The Story of My Least Favorite Movie
When people ask me about my least favorite movie, one that always pops into my head is "Patch Adams." Certainly, there have been dumber, more amateurish movies. But this one is at the bottom of my list because of its smug self-congratulatory, sanctimony and its blatantly contemptuous insincerity. The movie is meretricious claptrap. In my review, I said
There are a lot of important points to be made here about the dignity that all of us deserve when we are scared and vulnerable and about the importance of humor in the direst of circumstances. But this movie undercuts its own arguments by presenting us with a hero who is more narcissistic than humanitarian. The old joke about Hollywood is that the only thing that matters there is sincerity, and once you learn to fake that, you're all set. This movie, with its adoring bald kids and old lady swimming in noodles and bedpan clown shoes, cannot even manage to fake it.
My friend Bill thoughtfully sent me a lovely gift, the new autobiography by Mike Farrell of television's "M*A*S*H," which has a behind-the-scenes story about the making of "Patch Adams" that deserves a movie of its own. A horror movie.

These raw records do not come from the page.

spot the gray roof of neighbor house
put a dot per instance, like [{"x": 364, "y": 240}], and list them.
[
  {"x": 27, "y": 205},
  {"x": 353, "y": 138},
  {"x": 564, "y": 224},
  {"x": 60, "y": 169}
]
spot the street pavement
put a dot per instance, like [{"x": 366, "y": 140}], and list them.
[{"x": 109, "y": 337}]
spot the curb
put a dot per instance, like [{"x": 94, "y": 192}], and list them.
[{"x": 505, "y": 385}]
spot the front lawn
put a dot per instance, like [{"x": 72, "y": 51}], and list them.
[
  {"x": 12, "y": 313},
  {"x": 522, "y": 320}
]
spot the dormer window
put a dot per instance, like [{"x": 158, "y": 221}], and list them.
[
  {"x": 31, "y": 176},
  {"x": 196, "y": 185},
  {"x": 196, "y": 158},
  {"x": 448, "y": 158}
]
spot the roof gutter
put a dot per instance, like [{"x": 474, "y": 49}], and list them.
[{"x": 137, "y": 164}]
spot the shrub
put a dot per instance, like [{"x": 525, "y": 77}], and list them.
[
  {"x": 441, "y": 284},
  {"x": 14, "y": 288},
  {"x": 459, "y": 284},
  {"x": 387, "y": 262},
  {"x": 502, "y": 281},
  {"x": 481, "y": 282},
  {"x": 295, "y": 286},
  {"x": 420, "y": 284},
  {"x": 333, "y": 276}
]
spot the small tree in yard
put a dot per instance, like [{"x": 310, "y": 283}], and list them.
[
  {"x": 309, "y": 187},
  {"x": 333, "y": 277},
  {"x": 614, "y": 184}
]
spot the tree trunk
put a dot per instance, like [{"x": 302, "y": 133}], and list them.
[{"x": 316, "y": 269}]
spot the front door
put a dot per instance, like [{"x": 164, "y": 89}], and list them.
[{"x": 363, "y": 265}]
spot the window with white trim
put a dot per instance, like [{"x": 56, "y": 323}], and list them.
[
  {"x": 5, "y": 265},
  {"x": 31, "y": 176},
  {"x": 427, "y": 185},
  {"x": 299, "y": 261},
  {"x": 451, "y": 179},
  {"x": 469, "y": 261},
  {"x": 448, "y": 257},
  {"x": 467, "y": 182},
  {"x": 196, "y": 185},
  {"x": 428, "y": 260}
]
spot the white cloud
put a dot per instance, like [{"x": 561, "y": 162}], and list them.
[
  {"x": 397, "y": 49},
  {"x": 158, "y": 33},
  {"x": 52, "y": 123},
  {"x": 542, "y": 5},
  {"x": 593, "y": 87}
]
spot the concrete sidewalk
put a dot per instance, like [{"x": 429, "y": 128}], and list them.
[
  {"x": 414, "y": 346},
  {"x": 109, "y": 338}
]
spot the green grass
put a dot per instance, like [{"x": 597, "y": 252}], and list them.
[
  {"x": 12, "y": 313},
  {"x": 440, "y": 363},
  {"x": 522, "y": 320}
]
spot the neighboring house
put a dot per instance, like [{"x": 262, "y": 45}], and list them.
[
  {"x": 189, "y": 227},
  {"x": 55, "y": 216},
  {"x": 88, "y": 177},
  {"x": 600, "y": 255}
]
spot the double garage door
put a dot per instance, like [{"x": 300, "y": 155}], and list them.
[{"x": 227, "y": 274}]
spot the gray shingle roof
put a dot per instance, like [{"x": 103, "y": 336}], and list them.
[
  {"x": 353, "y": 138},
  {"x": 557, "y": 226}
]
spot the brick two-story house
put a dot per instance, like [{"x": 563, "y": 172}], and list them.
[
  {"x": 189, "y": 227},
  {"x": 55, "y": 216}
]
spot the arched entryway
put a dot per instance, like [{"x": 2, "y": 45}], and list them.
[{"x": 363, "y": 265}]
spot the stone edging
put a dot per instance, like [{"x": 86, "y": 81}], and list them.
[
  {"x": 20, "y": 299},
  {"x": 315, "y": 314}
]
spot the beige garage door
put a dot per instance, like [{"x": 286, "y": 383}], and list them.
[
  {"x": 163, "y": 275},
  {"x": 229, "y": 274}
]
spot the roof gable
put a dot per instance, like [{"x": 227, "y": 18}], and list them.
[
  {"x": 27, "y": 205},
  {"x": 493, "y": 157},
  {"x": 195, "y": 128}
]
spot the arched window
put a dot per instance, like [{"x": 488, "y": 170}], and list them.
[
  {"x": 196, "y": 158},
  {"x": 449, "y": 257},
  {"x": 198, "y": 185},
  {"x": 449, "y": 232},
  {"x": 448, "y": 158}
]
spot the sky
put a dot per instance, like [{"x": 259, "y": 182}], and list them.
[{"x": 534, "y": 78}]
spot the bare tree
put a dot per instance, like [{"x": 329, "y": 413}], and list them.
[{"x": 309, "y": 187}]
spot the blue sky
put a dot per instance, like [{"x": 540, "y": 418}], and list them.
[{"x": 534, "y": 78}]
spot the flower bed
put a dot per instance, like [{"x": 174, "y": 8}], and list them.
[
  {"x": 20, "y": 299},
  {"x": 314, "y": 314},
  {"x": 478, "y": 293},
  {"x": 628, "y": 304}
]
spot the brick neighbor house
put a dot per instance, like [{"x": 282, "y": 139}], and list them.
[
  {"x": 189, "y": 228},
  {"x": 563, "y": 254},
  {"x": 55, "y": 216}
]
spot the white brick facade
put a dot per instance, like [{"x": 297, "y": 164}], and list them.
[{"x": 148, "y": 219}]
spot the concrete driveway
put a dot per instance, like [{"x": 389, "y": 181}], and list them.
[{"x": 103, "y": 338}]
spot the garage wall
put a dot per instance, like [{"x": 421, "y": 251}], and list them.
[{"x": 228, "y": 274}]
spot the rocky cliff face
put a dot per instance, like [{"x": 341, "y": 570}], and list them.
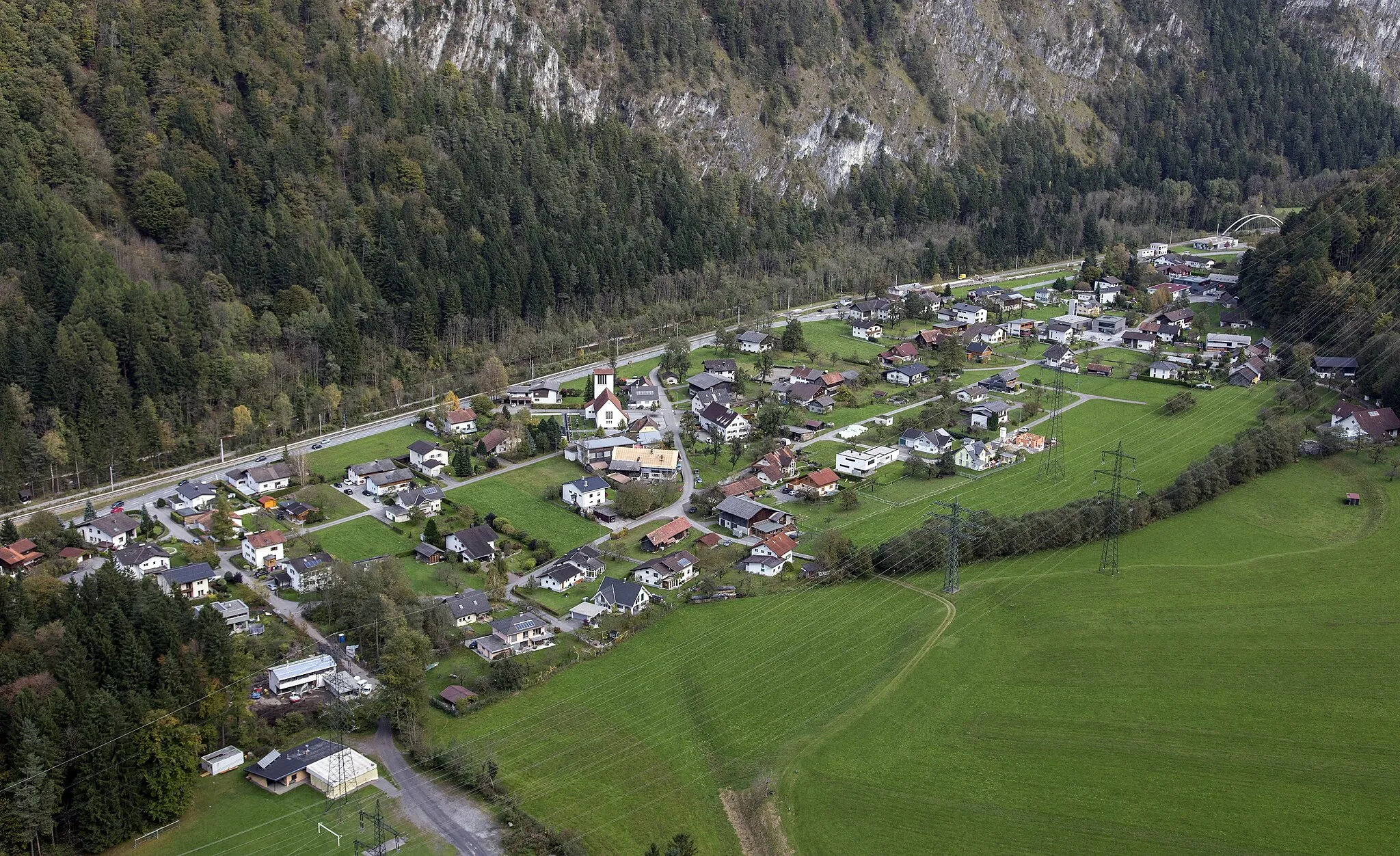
[
  {"x": 990, "y": 58},
  {"x": 1364, "y": 34}
]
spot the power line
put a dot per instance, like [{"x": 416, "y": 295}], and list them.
[{"x": 1114, "y": 527}]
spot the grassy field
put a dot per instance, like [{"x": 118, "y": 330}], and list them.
[
  {"x": 362, "y": 538},
  {"x": 1163, "y": 444},
  {"x": 234, "y": 816},
  {"x": 1222, "y": 695},
  {"x": 331, "y": 463},
  {"x": 520, "y": 496}
]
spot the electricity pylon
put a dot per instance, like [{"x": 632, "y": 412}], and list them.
[{"x": 1115, "y": 524}]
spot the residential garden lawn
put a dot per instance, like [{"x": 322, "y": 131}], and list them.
[
  {"x": 230, "y": 814},
  {"x": 1224, "y": 694},
  {"x": 1162, "y": 444},
  {"x": 331, "y": 463},
  {"x": 332, "y": 503},
  {"x": 363, "y": 538},
  {"x": 520, "y": 496}
]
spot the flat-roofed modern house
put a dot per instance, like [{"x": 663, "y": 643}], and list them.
[{"x": 303, "y": 674}]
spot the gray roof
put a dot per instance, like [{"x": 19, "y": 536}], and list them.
[
  {"x": 279, "y": 765},
  {"x": 189, "y": 574},
  {"x": 468, "y": 603},
  {"x": 619, "y": 591}
]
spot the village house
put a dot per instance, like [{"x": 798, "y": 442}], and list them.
[
  {"x": 189, "y": 580},
  {"x": 359, "y": 474},
  {"x": 606, "y": 411},
  {"x": 657, "y": 464},
  {"x": 109, "y": 531},
  {"x": 667, "y": 534},
  {"x": 498, "y": 442},
  {"x": 390, "y": 483},
  {"x": 475, "y": 544},
  {"x": 140, "y": 559},
  {"x": 668, "y": 572},
  {"x": 514, "y": 635},
  {"x": 264, "y": 550},
  {"x": 870, "y": 331},
  {"x": 908, "y": 376},
  {"x": 1062, "y": 359},
  {"x": 308, "y": 574},
  {"x": 930, "y": 443},
  {"x": 425, "y": 500},
  {"x": 193, "y": 496},
  {"x": 260, "y": 479},
  {"x": 905, "y": 352},
  {"x": 534, "y": 392},
  {"x": 755, "y": 340},
  {"x": 468, "y": 607},
  {"x": 822, "y": 482},
  {"x": 621, "y": 596},
  {"x": 861, "y": 463},
  {"x": 459, "y": 422},
  {"x": 724, "y": 423},
  {"x": 1364, "y": 420},
  {"x": 975, "y": 455},
  {"x": 744, "y": 516},
  {"x": 584, "y": 494},
  {"x": 427, "y": 457}
]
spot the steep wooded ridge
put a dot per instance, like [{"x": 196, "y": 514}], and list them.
[{"x": 236, "y": 219}]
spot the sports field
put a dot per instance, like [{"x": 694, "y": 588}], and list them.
[{"x": 1228, "y": 693}]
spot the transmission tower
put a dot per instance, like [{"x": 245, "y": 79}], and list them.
[
  {"x": 1052, "y": 460},
  {"x": 1109, "y": 562},
  {"x": 958, "y": 527},
  {"x": 383, "y": 833}
]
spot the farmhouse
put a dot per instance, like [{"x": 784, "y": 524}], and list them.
[
  {"x": 667, "y": 572},
  {"x": 621, "y": 596},
  {"x": 755, "y": 340},
  {"x": 908, "y": 376},
  {"x": 475, "y": 544},
  {"x": 1360, "y": 420},
  {"x": 584, "y": 494},
  {"x": 191, "y": 580},
  {"x": 861, "y": 463},
  {"x": 744, "y": 516},
  {"x": 427, "y": 457},
  {"x": 468, "y": 607},
  {"x": 930, "y": 443},
  {"x": 140, "y": 559},
  {"x": 264, "y": 550},
  {"x": 667, "y": 534},
  {"x": 260, "y": 479},
  {"x": 822, "y": 482},
  {"x": 724, "y": 423},
  {"x": 308, "y": 574},
  {"x": 193, "y": 496},
  {"x": 109, "y": 531},
  {"x": 660, "y": 464},
  {"x": 359, "y": 474}
]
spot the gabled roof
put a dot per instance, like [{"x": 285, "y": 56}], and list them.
[
  {"x": 269, "y": 538},
  {"x": 468, "y": 603},
  {"x": 619, "y": 591}
]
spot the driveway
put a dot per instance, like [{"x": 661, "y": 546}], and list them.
[{"x": 455, "y": 817}]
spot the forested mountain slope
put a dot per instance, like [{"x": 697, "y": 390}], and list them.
[{"x": 239, "y": 220}]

Farrell is a friend of the real Patch Adams, and encouraged him to pursue a movie deal as a way of communicating his ideas about treating patients and to raise money for his clinic. Farrell obtained the rights to the story because he was enthusiastic about what the movie could be and wanted to make sure it did his friend justice. The man who gained his greatest success playing an iconoclastic doctor on television thought he understood both Adams and show business well enough to make the movie something they could be proud of.
Instead, Farrell, his partner, and Adams were swept aside by studio executives, a newly hot director, and a big star -- Robin Williams, whose wife was added to the film as producer. Farrell's rueful but good-humored description of thuggish, childish, narcissistic, and dishonest behavior by just about all concerned is the best dissection of the corrosive power of what happens all to often to good ideas when they meet the steamroller of the Hollywood machine since John Gregory Dunne's Monster: Living Off the Big Screen.